Desde então, as redes
de Dida tornaram-se um dos principais espaços de divulgação do grupo. No dia do
assassinato da pajé Nega Pataxó, em 21 de janeiro, a presidente do Invasão Zero
publicou um vídeo mostrando dezenas de carros estacionados num gramado. Ao
redor deles, alguns homens caminhavam, outros se uniam em grupo. Na legenda,
ela escreveu: “Aos corajosos agricultores que oportunamente estão se deslocando
para impedir a invasão em Itapetinga, rogamos a Deus proteção”.
Uma semana depois do
assassinato da pajé Nega Pataxó, Dida publicou em seu perfil uma Cartilha
Orientativa para Proteção de Propriedades.
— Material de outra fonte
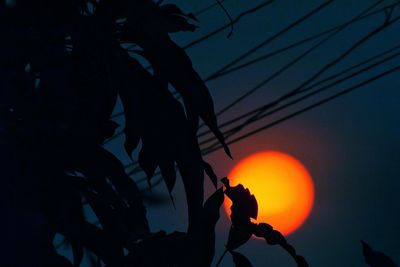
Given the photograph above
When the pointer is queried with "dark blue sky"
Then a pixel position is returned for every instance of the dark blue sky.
(350, 145)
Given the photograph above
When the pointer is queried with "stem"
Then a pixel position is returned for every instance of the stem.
(220, 258)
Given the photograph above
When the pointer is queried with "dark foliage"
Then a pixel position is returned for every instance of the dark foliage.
(63, 65)
(376, 258)
(244, 208)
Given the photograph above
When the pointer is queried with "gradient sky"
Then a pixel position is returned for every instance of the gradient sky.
(350, 145)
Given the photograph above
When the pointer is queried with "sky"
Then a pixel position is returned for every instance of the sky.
(349, 145)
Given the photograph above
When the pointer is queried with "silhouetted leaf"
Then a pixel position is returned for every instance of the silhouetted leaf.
(376, 258)
(205, 240)
(238, 236)
(168, 172)
(240, 260)
(210, 173)
(148, 164)
(244, 205)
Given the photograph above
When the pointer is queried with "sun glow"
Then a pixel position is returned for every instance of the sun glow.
(282, 186)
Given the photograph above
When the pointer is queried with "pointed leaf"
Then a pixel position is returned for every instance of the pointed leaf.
(376, 258)
(238, 236)
(168, 172)
(210, 173)
(240, 260)
(147, 163)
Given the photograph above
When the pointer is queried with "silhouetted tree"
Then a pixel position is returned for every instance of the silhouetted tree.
(63, 66)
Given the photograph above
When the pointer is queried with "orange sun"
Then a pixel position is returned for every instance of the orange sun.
(282, 186)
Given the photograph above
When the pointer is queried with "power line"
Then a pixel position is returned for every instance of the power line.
(323, 69)
(390, 57)
(298, 43)
(247, 114)
(276, 74)
(299, 112)
(271, 38)
(310, 107)
(320, 90)
(225, 26)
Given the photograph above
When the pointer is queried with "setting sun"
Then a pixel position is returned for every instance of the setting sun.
(282, 186)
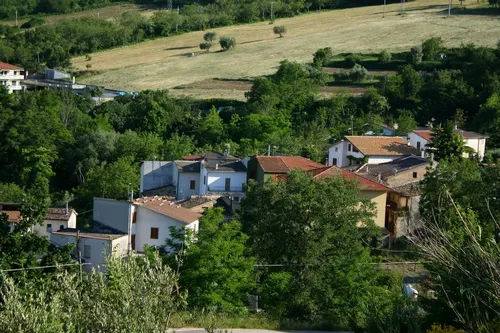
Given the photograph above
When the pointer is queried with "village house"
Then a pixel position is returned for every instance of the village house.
(421, 137)
(92, 247)
(211, 173)
(404, 177)
(11, 77)
(146, 220)
(358, 150)
(56, 218)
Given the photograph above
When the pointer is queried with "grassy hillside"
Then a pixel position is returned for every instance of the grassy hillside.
(169, 62)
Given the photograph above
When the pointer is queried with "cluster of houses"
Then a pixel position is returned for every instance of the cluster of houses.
(388, 170)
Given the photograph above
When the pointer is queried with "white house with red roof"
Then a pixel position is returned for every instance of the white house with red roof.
(421, 137)
(11, 77)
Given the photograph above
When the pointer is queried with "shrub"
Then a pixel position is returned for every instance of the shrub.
(227, 42)
(210, 36)
(416, 55)
(431, 47)
(384, 57)
(322, 57)
(280, 30)
(358, 73)
(352, 59)
(206, 46)
(34, 22)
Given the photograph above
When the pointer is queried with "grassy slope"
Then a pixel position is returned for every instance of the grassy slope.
(166, 62)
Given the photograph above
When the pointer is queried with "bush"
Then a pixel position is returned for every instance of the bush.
(34, 22)
(206, 46)
(280, 30)
(210, 36)
(431, 47)
(384, 57)
(322, 57)
(227, 42)
(416, 55)
(358, 73)
(352, 60)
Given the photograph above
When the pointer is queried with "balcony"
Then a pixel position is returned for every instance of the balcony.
(225, 189)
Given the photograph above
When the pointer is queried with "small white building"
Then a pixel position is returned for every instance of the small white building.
(11, 76)
(358, 150)
(93, 247)
(146, 221)
(211, 173)
(420, 138)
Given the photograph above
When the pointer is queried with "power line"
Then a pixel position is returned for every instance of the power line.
(41, 267)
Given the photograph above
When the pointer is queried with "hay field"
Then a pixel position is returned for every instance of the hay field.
(109, 12)
(167, 62)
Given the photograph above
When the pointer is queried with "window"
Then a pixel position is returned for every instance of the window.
(86, 251)
(154, 233)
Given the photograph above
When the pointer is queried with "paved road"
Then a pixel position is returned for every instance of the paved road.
(237, 330)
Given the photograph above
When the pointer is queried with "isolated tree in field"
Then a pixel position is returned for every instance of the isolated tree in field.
(416, 55)
(431, 47)
(227, 42)
(384, 57)
(280, 30)
(210, 36)
(322, 57)
(206, 46)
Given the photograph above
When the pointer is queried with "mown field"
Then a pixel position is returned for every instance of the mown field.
(177, 61)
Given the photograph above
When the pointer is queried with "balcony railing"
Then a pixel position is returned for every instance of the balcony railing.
(225, 189)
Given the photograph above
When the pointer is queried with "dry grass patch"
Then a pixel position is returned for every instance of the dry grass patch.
(166, 62)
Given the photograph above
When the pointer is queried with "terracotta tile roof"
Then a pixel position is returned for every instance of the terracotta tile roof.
(55, 214)
(170, 209)
(4, 65)
(13, 215)
(285, 164)
(364, 183)
(427, 134)
(59, 214)
(382, 145)
(86, 234)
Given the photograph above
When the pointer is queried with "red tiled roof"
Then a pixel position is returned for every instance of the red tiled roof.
(163, 206)
(365, 183)
(14, 215)
(424, 134)
(285, 164)
(4, 65)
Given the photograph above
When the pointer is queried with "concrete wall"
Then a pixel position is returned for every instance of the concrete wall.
(113, 213)
(479, 146)
(147, 219)
(56, 225)
(217, 181)
(155, 174)
(99, 248)
(183, 187)
(380, 201)
(405, 177)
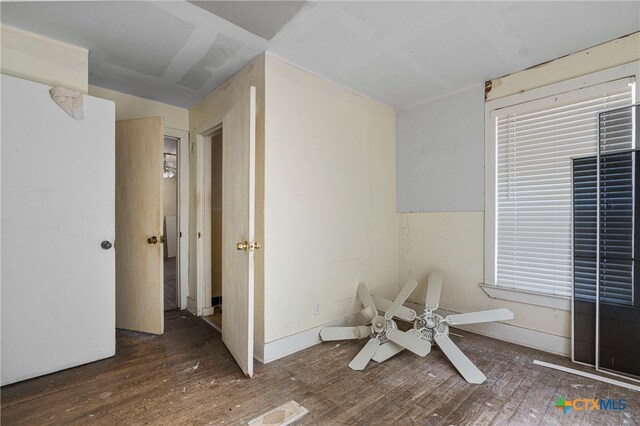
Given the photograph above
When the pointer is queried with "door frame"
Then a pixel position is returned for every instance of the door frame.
(204, 133)
(182, 263)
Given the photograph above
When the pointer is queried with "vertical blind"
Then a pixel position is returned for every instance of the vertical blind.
(536, 143)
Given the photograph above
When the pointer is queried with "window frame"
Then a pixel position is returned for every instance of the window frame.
(629, 70)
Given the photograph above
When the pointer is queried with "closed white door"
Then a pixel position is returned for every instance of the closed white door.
(58, 263)
(238, 228)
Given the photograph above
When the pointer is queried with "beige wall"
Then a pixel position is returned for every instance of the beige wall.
(454, 241)
(36, 58)
(616, 52)
(330, 220)
(128, 106)
(210, 111)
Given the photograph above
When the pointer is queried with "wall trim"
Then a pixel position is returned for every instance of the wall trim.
(191, 306)
(528, 297)
(271, 351)
(535, 339)
(280, 348)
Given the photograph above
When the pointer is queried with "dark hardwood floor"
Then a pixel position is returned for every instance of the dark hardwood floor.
(187, 376)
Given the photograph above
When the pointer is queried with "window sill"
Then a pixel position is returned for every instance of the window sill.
(531, 298)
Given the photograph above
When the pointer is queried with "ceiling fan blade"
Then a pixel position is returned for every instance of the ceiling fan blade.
(469, 371)
(345, 333)
(364, 356)
(403, 312)
(386, 351)
(401, 298)
(365, 298)
(433, 290)
(478, 317)
(410, 341)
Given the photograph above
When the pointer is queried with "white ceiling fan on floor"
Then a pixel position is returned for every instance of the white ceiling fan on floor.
(383, 333)
(434, 328)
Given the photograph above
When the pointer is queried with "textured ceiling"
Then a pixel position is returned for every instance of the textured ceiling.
(400, 53)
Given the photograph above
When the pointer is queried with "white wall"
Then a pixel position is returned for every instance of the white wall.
(33, 57)
(330, 218)
(453, 241)
(440, 154)
(128, 106)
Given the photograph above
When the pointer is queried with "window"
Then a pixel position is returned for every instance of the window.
(532, 142)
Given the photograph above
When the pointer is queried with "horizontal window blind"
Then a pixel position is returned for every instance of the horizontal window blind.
(617, 205)
(535, 148)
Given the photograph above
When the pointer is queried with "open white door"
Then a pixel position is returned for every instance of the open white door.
(139, 250)
(238, 228)
(58, 271)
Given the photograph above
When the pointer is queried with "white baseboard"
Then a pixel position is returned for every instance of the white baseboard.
(191, 306)
(270, 351)
(513, 334)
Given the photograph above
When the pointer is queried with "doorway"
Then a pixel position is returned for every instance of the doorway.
(170, 222)
(238, 127)
(215, 203)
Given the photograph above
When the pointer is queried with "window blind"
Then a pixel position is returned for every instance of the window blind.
(536, 143)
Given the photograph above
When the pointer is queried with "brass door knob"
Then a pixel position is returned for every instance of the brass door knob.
(250, 246)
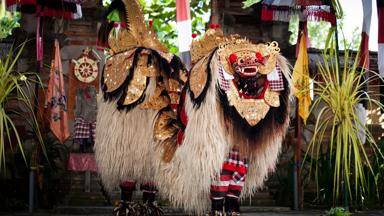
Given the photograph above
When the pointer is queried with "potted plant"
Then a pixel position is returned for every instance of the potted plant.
(339, 92)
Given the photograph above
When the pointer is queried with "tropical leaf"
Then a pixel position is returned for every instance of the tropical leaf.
(15, 86)
(338, 91)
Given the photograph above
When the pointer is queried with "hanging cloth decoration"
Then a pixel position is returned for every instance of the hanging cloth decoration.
(380, 55)
(68, 9)
(283, 10)
(300, 78)
(56, 98)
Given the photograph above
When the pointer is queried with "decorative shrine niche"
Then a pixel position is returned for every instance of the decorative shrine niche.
(84, 72)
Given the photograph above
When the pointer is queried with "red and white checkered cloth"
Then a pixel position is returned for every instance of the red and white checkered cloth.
(232, 177)
(276, 82)
(224, 84)
(84, 129)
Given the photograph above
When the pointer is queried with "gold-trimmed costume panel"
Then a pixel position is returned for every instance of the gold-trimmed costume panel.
(117, 69)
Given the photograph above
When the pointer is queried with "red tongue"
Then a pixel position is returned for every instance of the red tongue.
(249, 70)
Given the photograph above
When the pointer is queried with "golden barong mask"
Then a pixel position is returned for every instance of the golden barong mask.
(136, 57)
(244, 68)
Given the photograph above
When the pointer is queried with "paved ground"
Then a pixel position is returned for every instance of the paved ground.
(246, 212)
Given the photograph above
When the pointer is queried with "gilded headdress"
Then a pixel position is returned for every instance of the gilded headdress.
(137, 34)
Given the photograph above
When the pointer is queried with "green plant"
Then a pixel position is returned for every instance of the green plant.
(338, 211)
(15, 87)
(163, 15)
(339, 91)
(8, 21)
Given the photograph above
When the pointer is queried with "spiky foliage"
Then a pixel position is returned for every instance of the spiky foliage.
(339, 90)
(15, 86)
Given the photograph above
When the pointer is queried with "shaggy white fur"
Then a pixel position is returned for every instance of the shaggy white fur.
(186, 180)
(263, 160)
(124, 142)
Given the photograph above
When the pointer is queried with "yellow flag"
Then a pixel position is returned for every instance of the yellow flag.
(300, 79)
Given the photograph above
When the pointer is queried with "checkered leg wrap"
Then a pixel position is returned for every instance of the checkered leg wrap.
(276, 83)
(232, 177)
(84, 129)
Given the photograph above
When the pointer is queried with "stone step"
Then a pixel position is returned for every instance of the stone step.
(107, 210)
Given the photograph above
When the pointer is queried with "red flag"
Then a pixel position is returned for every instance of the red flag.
(364, 45)
(380, 55)
(184, 29)
(56, 98)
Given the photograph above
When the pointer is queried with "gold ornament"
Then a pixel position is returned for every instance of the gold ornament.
(165, 132)
(199, 77)
(156, 101)
(117, 69)
(252, 110)
(201, 48)
(86, 69)
(137, 34)
(272, 98)
(136, 87)
(243, 47)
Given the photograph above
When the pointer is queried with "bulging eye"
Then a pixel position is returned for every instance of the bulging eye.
(232, 58)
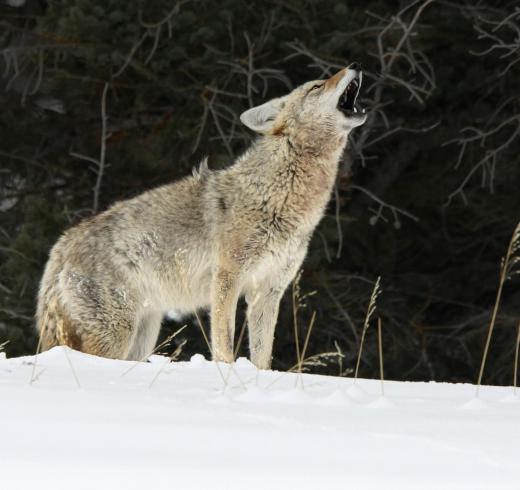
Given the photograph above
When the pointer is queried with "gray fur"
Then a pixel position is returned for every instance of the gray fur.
(203, 241)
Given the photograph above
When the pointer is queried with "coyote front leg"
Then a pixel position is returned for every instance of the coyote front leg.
(263, 302)
(224, 297)
(262, 312)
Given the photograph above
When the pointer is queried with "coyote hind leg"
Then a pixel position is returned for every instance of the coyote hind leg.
(145, 337)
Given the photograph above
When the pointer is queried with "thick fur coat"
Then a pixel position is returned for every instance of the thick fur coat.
(206, 240)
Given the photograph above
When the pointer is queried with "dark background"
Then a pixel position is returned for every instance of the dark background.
(427, 196)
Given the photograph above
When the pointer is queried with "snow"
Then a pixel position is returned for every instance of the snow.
(179, 425)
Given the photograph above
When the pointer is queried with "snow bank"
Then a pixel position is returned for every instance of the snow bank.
(198, 425)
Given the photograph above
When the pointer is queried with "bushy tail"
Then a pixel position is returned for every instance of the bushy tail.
(48, 310)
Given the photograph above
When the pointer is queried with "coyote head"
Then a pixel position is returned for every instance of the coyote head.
(317, 109)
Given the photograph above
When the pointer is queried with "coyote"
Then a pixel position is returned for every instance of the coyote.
(207, 239)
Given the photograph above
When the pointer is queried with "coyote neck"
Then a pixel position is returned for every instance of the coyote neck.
(299, 170)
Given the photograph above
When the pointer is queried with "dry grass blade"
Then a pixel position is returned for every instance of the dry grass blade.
(305, 344)
(507, 269)
(515, 373)
(380, 344)
(370, 311)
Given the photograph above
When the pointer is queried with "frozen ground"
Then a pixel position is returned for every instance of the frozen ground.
(174, 426)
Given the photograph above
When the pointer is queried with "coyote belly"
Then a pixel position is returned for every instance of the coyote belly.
(206, 240)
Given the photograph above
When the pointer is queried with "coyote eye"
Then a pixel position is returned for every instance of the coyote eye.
(315, 87)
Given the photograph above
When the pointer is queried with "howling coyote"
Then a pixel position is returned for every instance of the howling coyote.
(206, 240)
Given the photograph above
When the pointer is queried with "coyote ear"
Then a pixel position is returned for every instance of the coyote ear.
(262, 117)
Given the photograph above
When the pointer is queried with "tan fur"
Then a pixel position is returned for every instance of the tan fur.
(204, 241)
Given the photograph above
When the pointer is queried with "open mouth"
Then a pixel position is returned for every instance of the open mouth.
(347, 101)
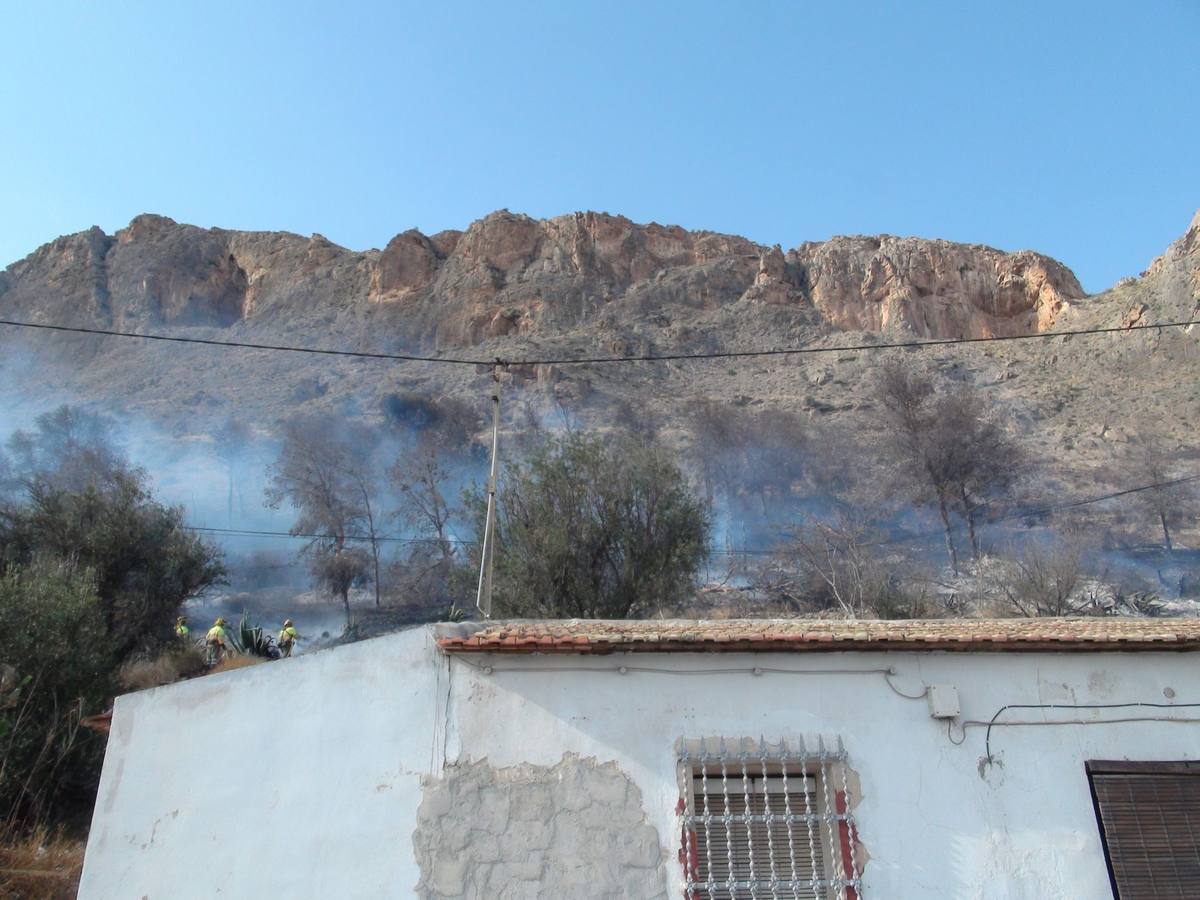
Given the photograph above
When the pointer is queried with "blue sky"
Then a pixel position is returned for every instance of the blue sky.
(1068, 127)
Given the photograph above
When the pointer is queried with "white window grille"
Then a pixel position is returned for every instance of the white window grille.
(767, 821)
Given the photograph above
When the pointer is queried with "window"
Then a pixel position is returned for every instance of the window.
(768, 821)
(1150, 825)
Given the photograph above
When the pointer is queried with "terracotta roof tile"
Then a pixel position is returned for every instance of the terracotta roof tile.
(817, 635)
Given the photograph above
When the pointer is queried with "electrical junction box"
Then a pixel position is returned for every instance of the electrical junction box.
(943, 701)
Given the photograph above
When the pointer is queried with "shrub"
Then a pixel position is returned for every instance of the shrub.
(172, 665)
(40, 864)
(53, 636)
(593, 529)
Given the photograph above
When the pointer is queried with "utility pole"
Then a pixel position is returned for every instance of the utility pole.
(484, 595)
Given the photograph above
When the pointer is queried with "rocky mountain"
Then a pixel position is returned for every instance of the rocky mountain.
(593, 283)
(509, 274)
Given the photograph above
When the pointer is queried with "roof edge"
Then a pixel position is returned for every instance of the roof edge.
(600, 636)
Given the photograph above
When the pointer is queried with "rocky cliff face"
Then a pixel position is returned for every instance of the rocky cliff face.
(510, 275)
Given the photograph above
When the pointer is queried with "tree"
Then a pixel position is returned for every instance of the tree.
(58, 667)
(421, 479)
(231, 442)
(1168, 504)
(325, 472)
(1045, 581)
(947, 448)
(67, 449)
(591, 528)
(835, 563)
(145, 563)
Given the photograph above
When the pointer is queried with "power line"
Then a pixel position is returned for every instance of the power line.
(714, 551)
(307, 535)
(600, 360)
(1012, 516)
(244, 345)
(1050, 509)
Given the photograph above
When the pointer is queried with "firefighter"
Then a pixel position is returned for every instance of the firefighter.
(287, 639)
(215, 641)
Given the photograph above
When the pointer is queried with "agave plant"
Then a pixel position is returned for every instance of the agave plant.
(251, 641)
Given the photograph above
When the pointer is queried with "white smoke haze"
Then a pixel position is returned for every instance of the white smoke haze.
(220, 480)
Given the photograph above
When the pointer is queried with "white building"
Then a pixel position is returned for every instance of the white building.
(671, 759)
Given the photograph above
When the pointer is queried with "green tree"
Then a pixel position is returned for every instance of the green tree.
(147, 564)
(327, 473)
(594, 529)
(58, 667)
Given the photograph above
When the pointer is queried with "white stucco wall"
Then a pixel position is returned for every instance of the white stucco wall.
(305, 777)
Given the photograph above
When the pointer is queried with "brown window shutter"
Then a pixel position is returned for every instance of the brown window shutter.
(1150, 823)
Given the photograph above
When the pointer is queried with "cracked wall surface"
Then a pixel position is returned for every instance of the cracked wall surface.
(574, 829)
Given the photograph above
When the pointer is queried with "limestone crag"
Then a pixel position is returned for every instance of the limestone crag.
(934, 288)
(511, 275)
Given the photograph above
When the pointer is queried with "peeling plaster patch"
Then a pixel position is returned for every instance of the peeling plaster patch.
(574, 829)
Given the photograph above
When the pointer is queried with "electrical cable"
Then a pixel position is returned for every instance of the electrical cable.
(601, 360)
(923, 694)
(657, 670)
(949, 733)
(993, 723)
(715, 551)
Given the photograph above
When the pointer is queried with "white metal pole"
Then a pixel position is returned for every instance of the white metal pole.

De acordo com a publicação, o
objetivo é “orientar os produtores rurais de como agir em caso de suspeita ou
confirmação de invasão de uma propriedade”.
Entre as orientações,
a cartilha indica aos produtores que entrem em contato direto com um dos
administradores do Movimento Invasão Zero. “Esse contato deverá ser feito,
inicialmente, no privado, para que as informações sejam organizadas, antes da
mobilização do(s) grupo(s)”. Na sequência, outra imagem da publicação informa
que, a partir das informações fornecidas, o grupo irá se unir “em maior número
de pessoas possíveis, de forma ordeira e pacífica para dialogar com os
invasores”.
Em novembro de 2023,
ela coordenou o evento de lançamento da primeira subsede estadual do Instituto
Harpia, na Bahia. Focado na defesa da propriedade privada e dos valores
conservadores, o instituto tem Jair Bolsonaro como presidente de honra e é
liderado pelo deputado Major Vitor Hugo (PL-GO), um dos principais
interlocutores do Invasão Zero em Brasília. A conexão entre as duas
organizações será tema de uma das próximas reportagem da série.